In conclusion, CCR6 for a receptor of CCL20 appears to be important throughout germ cell maturation, development and migration. Blockade or loss of the receptor results in the inability of cell chemotaxis of spermatogenic cells to CCL20 or Sertoli cells. Therefore, the present findings further support an essential role of CCR6 in non-inflammatory chemotaxis, which is conducive to the inward migration of germ cells during the seminiferous epithelial cycle.

Additional file 1: Figure S1. Expression of CCR6 in normal adult human testis. Representative western blot results showing the expression of CCR6 in normal adult human testis (n = 5). β-Tubulin was used as loading control.

Additional file 2: Figure S2. Characteristics of TNF-α localization in mouse testis. Representative immunohistochemical images showing the location of TNF-α in the testicular interstitial of mouse testis (arrow). Nuclei were counterstained with hematoxylin; At least three independent experiments were done. Scale bar = 50 µm.

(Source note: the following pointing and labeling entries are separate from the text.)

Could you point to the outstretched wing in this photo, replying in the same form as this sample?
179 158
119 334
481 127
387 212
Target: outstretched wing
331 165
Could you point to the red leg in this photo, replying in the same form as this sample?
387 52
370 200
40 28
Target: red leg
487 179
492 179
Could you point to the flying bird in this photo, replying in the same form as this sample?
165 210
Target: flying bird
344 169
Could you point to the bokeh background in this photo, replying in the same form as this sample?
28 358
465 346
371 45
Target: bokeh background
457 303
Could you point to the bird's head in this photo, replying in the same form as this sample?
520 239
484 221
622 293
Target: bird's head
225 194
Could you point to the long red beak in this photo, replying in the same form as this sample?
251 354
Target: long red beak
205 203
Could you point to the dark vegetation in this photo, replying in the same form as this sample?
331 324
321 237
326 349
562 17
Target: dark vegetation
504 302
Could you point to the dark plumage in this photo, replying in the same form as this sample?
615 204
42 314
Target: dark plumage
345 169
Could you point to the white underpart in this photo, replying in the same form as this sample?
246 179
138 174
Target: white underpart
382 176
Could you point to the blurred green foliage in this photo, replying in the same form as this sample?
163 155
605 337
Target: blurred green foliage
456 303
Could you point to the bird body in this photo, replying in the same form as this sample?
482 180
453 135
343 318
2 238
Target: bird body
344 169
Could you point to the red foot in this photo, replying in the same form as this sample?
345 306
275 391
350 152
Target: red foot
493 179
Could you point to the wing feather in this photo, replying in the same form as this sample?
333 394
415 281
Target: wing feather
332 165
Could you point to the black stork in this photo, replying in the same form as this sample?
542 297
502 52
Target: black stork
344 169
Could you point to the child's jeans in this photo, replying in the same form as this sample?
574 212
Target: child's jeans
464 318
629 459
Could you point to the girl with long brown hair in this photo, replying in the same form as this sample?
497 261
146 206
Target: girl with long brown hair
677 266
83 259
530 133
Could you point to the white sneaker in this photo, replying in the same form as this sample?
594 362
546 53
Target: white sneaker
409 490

Additional file 3: Figure S3. The involvement of CCR6 in the chemotaxis of mouse spermatogenic cell lines (GC-1 and -2) induced by rDEFB1 or primary sertoli cells in vitro. The chemotactic activity of rDEFB1 to GC-1 (A) and GC-2 (B), with or without the immunodepletion of anti-CCR6 antibody. The chemotactic activity of the culture supernatant of primary Sertoli cells to GC-1 (C) and GC-2 (D), with or without the immunodepletion of anti-CCR6 antibody. *p < 0.05, **p < 0.01 and ***p < 0.001. Normal rabbit IgG was used as negative control. n = 10 in each group.